We are subject to uncertainties regarding healthcare reform.
The Patient Protection and ACA was signed into law on March 23, 2010 and later amended on March 30, 2010. It is a very complex law that regulates a wide range of components in our healthcare system. The sweeping healthcare reforms outlined in the ACA are scheduled to take effect on various dates through 2020. Additional guidance on the ACA is expected to be
forthcoming from the IRS, the Treasury Department, the U.S. Department of Health and Human Services, the U.S. Department of Labor and the states. The ACA also makes a number of changes to Medicare and Medicaid that could adversely impact the reimbursement our customers receive under these programs. In addition, the ACA continues to be subject to legislative efforts to repeal or modify the law and a number of court challenges to its constitutionality and interpretation. In addition, the ACA reforms the way Americans buy health insurance and creates a number of issues for employers that sponsor group health plans. As ACA is fully implemented, we could also incur increased costs for health benefits we provide to our employees without the ability to increase our prices to customers to cover those costs. Finally, while the rate of un-insurance has fallen since the ACA was introduced, many patients are experiencing higher deductibles and co-payments. This may increase the bad debt of hospitals, thus in turn impacting their ability to timely pay for our services.
We operate our business in a regulated industry and modifications, inaccurate interpretations or violations of any applicable statutory or regulatory requirements may result in material costs or penalties to our Company as well as litigation and could reduce our revenue and earnings per share.
Our industry is subject to many complex federal, state, local and international laws and regulations related to, among other things, the licensure of professionals, the payment of our field employees (e.g., wage and hour laws, employment taxes and income tax withholdings, etc.) and the operations of our business generally (e.g., federal, state and local tax laws).

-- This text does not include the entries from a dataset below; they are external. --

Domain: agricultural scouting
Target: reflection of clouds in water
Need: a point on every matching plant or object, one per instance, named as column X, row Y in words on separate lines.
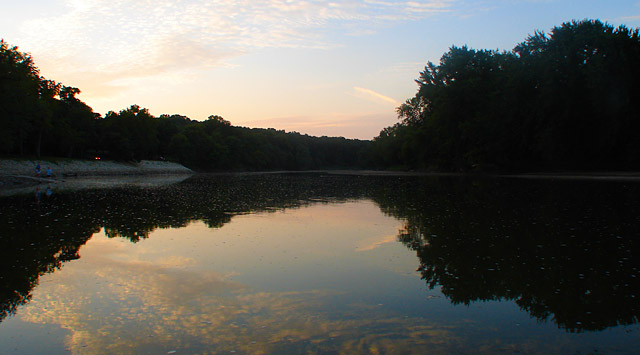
column 116, row 306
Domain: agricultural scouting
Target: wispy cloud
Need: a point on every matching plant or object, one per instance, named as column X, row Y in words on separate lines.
column 143, row 38
column 372, row 95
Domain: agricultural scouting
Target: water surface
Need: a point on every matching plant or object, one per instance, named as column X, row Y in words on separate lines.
column 294, row 263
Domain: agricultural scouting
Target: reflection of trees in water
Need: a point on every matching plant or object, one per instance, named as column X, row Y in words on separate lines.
column 38, row 236
column 563, row 251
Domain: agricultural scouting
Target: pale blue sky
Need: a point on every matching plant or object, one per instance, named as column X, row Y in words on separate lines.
column 336, row 68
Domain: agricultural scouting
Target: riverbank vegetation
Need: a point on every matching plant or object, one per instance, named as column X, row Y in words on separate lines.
column 569, row 99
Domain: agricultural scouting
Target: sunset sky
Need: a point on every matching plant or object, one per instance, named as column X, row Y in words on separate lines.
column 321, row 67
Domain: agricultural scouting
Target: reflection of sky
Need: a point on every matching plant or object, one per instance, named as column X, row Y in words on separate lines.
column 328, row 277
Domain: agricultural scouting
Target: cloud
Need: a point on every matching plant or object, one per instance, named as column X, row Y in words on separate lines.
column 372, row 95
column 358, row 126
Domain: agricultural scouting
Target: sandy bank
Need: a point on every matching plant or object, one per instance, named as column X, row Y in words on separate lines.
column 90, row 167
column 15, row 173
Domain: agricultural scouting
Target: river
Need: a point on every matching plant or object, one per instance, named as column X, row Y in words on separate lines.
column 322, row 263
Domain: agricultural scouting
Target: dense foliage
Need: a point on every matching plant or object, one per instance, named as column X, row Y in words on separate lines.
column 42, row 117
column 565, row 100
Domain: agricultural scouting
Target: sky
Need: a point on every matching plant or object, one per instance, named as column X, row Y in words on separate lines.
column 318, row 67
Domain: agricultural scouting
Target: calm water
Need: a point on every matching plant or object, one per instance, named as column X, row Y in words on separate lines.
column 312, row 263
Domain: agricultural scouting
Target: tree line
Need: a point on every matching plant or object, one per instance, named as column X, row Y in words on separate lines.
column 569, row 99
column 41, row 117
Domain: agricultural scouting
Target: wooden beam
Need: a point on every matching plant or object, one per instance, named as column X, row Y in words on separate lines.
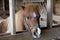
column 49, row 13
column 12, row 17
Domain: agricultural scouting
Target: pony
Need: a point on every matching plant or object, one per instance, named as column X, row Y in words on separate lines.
column 27, row 18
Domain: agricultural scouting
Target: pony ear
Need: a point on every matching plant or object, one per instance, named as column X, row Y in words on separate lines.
column 23, row 7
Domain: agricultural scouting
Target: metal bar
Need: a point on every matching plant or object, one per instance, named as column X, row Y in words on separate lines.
column 12, row 17
column 49, row 13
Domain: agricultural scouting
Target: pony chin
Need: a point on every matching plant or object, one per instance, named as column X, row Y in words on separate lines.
column 37, row 33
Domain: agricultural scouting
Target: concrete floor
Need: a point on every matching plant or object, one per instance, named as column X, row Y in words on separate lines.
column 47, row 34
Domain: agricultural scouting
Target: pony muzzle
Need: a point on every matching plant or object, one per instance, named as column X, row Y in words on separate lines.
column 36, row 32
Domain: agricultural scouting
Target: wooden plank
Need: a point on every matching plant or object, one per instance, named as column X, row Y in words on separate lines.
column 12, row 17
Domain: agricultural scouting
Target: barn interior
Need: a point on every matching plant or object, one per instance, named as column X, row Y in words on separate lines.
column 49, row 20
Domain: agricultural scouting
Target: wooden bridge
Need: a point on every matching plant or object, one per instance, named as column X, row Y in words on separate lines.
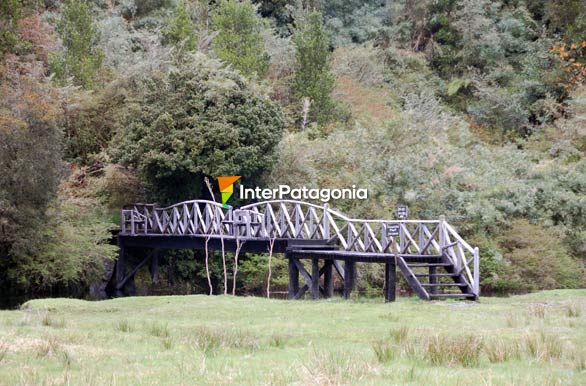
column 435, row 261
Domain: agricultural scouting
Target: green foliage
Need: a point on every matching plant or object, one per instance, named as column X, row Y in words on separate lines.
column 80, row 59
column 199, row 119
column 139, row 8
column 313, row 77
column 456, row 85
column 181, row 30
column 75, row 248
column 354, row 21
column 254, row 272
column 239, row 40
column 30, row 164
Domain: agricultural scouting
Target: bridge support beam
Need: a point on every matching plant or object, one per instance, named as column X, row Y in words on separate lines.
column 390, row 282
column 315, row 278
column 432, row 280
column 154, row 267
column 328, row 278
column 293, row 277
column 120, row 268
column 349, row 275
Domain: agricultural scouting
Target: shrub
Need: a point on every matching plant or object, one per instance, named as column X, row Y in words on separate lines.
column 214, row 123
column 239, row 40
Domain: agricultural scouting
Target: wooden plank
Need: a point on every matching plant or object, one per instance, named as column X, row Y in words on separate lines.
column 293, row 278
column 154, row 268
column 315, row 278
column 339, row 268
column 328, row 278
column 390, row 282
column 408, row 274
column 302, row 271
column 432, row 279
column 349, row 272
column 120, row 267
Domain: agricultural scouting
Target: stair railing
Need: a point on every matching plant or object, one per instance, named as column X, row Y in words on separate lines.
column 465, row 258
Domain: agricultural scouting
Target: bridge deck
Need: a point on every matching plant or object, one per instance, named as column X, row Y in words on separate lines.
column 303, row 230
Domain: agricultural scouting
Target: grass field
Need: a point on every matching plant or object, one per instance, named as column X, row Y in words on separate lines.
column 537, row 339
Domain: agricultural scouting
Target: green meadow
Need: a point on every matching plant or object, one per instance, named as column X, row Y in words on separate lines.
column 532, row 339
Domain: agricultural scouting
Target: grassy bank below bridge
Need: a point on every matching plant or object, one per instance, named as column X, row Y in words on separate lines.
column 531, row 339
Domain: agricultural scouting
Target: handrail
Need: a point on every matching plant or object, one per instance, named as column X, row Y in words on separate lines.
column 458, row 237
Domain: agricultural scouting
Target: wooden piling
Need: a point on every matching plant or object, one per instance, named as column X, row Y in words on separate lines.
column 328, row 278
column 293, row 277
column 349, row 272
column 390, row 282
column 315, row 278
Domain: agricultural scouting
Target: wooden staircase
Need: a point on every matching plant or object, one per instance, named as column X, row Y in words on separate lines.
column 434, row 277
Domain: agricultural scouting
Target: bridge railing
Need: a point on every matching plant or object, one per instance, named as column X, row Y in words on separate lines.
column 465, row 258
column 196, row 217
column 290, row 219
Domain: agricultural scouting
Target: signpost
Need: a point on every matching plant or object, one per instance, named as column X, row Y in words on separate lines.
column 402, row 212
column 393, row 230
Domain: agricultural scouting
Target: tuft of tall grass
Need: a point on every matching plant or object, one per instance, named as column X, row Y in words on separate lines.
column 123, row 325
column 66, row 359
column 538, row 310
column 446, row 350
column 159, row 330
column 501, row 351
column 384, row 350
column 573, row 311
column 512, row 320
column 542, row 347
column 3, row 351
column 579, row 360
column 167, row 342
column 209, row 340
column 47, row 347
column 48, row 321
column 277, row 340
column 399, row 335
column 333, row 368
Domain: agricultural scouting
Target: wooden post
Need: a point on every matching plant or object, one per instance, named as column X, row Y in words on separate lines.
column 293, row 277
column 154, row 268
column 120, row 267
column 315, row 278
column 390, row 281
column 432, row 279
column 349, row 268
column 328, row 278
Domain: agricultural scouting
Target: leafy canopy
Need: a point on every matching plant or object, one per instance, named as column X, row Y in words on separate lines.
column 313, row 77
column 200, row 119
column 181, row 30
column 80, row 59
column 239, row 40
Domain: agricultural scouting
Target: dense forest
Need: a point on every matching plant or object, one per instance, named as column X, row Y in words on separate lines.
column 470, row 109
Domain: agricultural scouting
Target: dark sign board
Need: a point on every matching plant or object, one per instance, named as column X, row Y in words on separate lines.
column 392, row 230
column 402, row 212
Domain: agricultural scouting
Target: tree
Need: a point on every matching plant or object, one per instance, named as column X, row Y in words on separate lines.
column 239, row 40
column 181, row 29
column 30, row 160
column 313, row 77
column 80, row 59
column 200, row 119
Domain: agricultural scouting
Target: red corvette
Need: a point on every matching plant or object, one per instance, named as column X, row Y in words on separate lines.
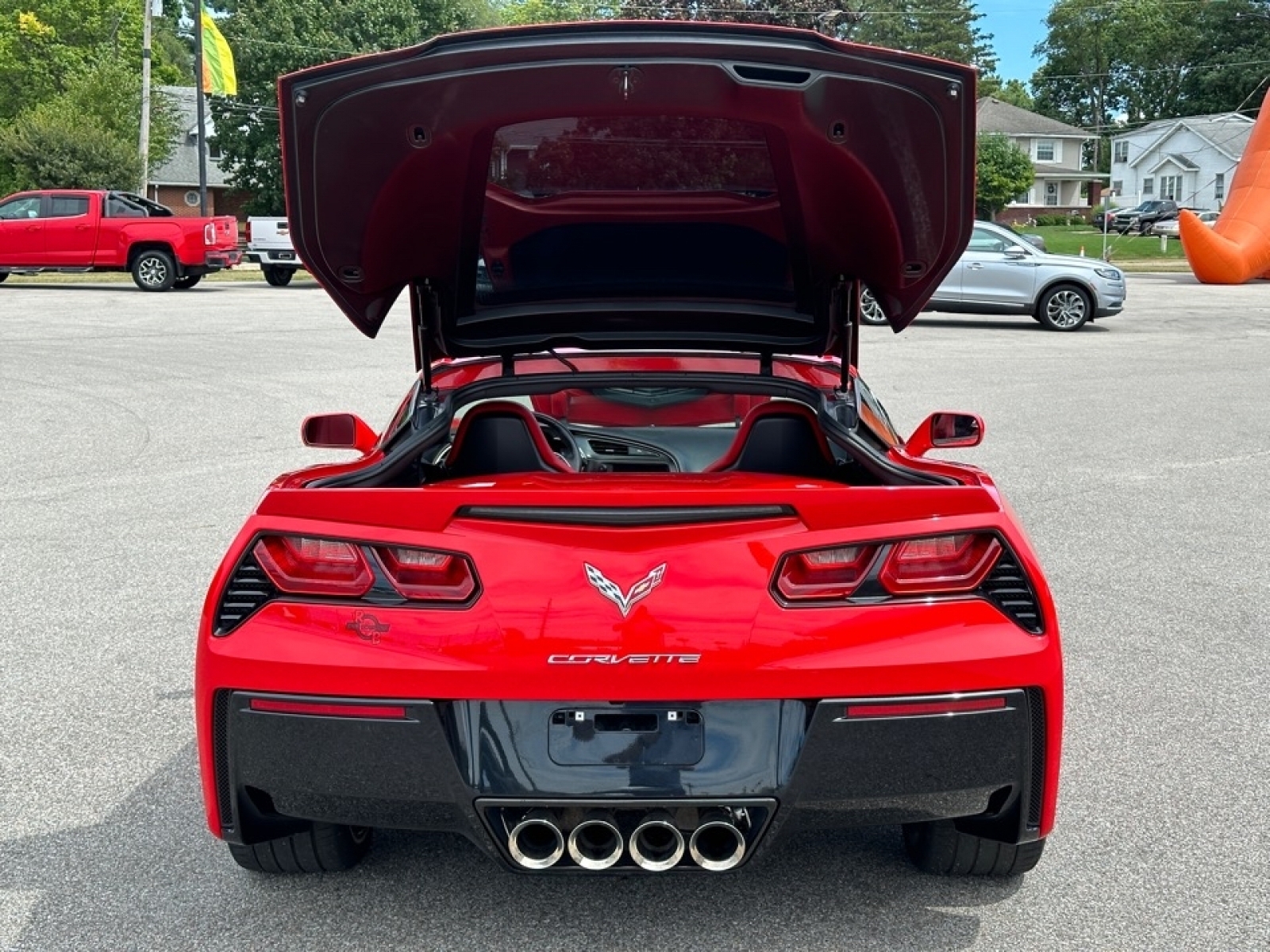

If we do not comply with the laws and regulations that are applicable to our business, we could incur civil and/or criminal penalties as well as litigation or be subject to equitable remedies.

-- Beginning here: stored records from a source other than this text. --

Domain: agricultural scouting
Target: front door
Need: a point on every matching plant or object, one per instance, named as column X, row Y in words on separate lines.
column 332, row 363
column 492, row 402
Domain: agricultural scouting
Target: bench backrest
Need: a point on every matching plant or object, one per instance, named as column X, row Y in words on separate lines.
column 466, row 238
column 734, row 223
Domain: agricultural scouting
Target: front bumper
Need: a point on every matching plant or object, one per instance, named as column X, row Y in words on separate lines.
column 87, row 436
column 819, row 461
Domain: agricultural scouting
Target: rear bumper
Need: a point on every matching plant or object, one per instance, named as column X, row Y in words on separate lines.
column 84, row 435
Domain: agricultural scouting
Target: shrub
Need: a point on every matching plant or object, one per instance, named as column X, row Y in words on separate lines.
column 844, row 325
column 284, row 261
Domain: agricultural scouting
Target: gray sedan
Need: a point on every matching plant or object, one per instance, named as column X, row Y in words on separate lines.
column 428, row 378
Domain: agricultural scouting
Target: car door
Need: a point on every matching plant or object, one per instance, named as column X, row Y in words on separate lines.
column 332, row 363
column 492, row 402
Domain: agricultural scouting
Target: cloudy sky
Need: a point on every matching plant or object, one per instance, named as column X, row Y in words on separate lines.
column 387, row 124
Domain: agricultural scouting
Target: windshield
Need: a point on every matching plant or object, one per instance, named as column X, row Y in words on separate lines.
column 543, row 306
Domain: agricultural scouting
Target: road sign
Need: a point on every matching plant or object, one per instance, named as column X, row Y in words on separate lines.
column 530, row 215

We are subject to litigation, which could result in substantial judgment or settlement costs; significant legal actions could subject us to substantial uninsured liabilities.

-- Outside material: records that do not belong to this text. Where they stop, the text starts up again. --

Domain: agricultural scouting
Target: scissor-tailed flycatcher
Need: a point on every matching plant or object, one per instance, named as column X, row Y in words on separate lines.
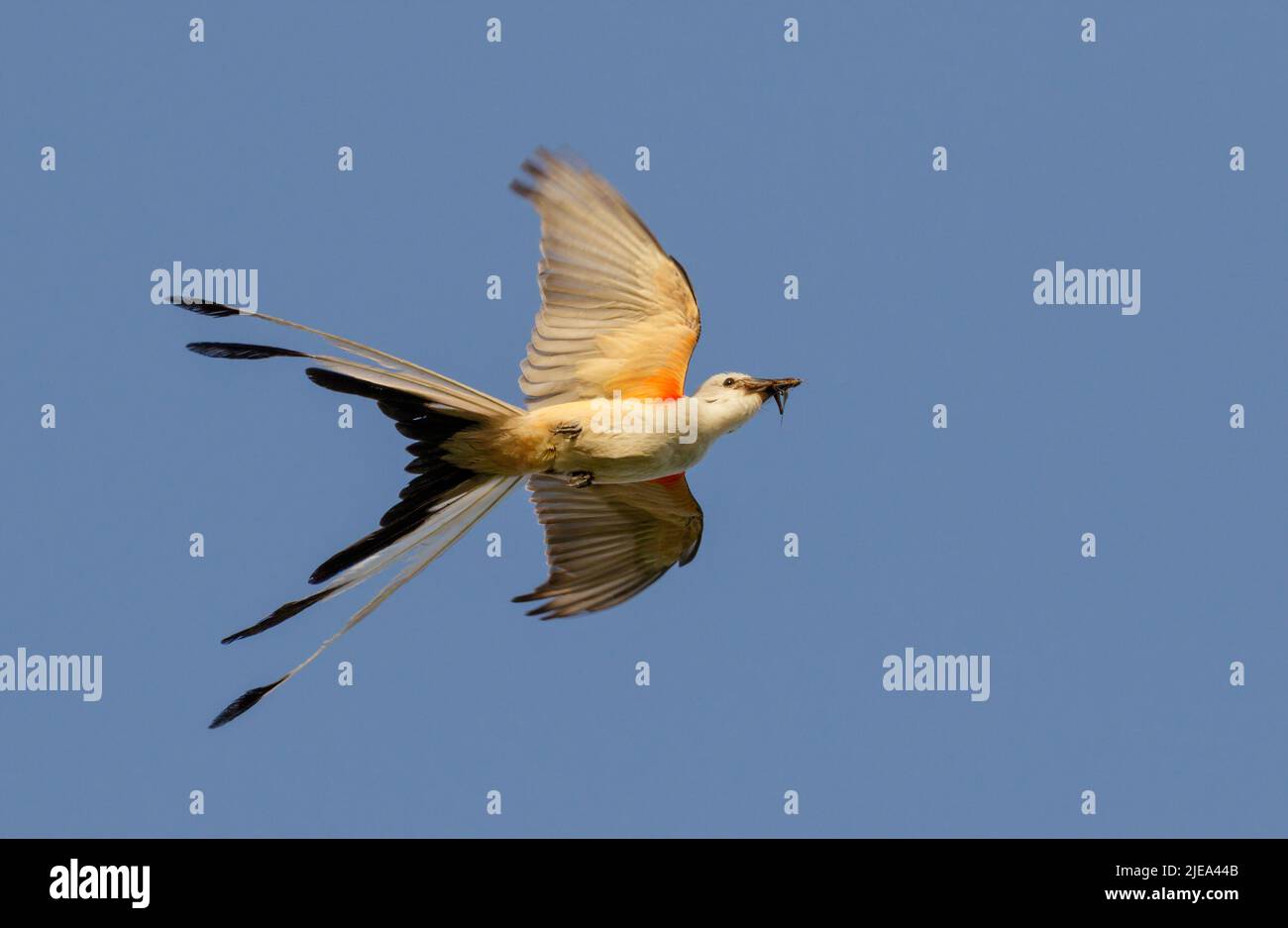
column 617, row 325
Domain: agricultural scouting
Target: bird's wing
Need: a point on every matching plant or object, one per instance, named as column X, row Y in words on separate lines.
column 617, row 312
column 606, row 542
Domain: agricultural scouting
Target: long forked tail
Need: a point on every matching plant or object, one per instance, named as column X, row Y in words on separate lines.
column 439, row 505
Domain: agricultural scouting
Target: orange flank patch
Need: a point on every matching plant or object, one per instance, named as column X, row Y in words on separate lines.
column 669, row 480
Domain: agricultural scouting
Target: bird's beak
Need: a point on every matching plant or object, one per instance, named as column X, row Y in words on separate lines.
column 773, row 387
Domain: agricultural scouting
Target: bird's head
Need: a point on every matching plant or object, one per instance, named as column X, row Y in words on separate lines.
column 738, row 395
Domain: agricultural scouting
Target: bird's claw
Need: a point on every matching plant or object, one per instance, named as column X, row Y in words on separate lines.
column 579, row 479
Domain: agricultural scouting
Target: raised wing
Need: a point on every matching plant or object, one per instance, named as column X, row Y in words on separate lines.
column 606, row 542
column 617, row 312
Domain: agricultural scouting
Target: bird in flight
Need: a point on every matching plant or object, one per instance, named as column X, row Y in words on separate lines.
column 604, row 442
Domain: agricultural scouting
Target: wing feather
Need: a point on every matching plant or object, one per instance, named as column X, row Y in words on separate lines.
column 617, row 312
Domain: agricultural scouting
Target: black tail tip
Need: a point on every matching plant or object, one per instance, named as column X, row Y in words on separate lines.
column 202, row 306
column 241, row 352
column 245, row 701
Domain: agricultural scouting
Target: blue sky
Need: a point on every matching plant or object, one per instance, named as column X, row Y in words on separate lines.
column 767, row 158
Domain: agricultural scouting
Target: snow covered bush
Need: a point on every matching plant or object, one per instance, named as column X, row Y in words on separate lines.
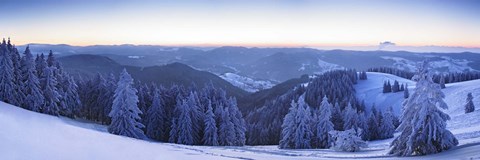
column 423, row 124
column 469, row 107
column 125, row 112
column 348, row 140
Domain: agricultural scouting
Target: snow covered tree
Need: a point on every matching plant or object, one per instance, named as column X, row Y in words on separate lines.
column 363, row 125
column 387, row 127
column 210, row 136
column 40, row 65
column 17, row 75
column 347, row 140
column 50, row 93
column 469, row 106
column 226, row 135
column 125, row 112
column 196, row 115
column 405, row 92
column 373, row 124
column 156, row 117
column 184, row 124
column 323, row 125
column 31, row 85
column 442, row 81
column 350, row 118
column 7, row 77
column 71, row 97
column 396, row 86
column 288, row 127
column 337, row 117
column 238, row 122
column 423, row 124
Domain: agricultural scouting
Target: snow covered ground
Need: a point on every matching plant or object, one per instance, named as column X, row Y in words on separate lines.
column 27, row 135
column 246, row 83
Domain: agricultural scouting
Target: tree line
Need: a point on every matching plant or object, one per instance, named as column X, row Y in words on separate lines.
column 193, row 116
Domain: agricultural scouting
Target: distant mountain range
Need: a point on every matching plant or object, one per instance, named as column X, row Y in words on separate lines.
column 167, row 75
column 268, row 64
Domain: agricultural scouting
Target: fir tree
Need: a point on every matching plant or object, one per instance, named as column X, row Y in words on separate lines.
column 156, row 117
column 226, row 135
column 405, row 92
column 288, row 127
column 303, row 133
column 34, row 97
column 125, row 112
column 442, row 81
column 184, row 124
column 7, row 85
column 50, row 93
column 373, row 125
column 210, row 137
column 387, row 127
column 323, row 125
column 350, row 118
column 337, row 118
column 469, row 106
column 423, row 124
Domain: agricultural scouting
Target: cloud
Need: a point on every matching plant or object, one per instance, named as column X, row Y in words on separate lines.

We are party to various litigation claims and legal proceedings. We evaluate these litigation claims and legal proceedings to assess the likelihood of unfavorable outcomes and to estimate, if possible, the amount of potential losses. Based on these assessments and estimates, if any, we establish reserves and/or disclose the relevant litigation claims or legal proceedings, as appropriate. These assessments and estimates are based on the information available to management at the time and involve a significant amount of management judgment. We may not have sufficient insurance to cover these risks. Actual outcomes or losses may differ materially from those estimated by our current assessments which would impact our profitability. Adverse developments in existing litigation claims or legal proceedings involving our Company or new claims could require us to establish or increase litigation reserves or enter into unfavorable settlements or satisfy judgments for monetary damages for amounts in excess of current reserves, which could adversely affect our financial results.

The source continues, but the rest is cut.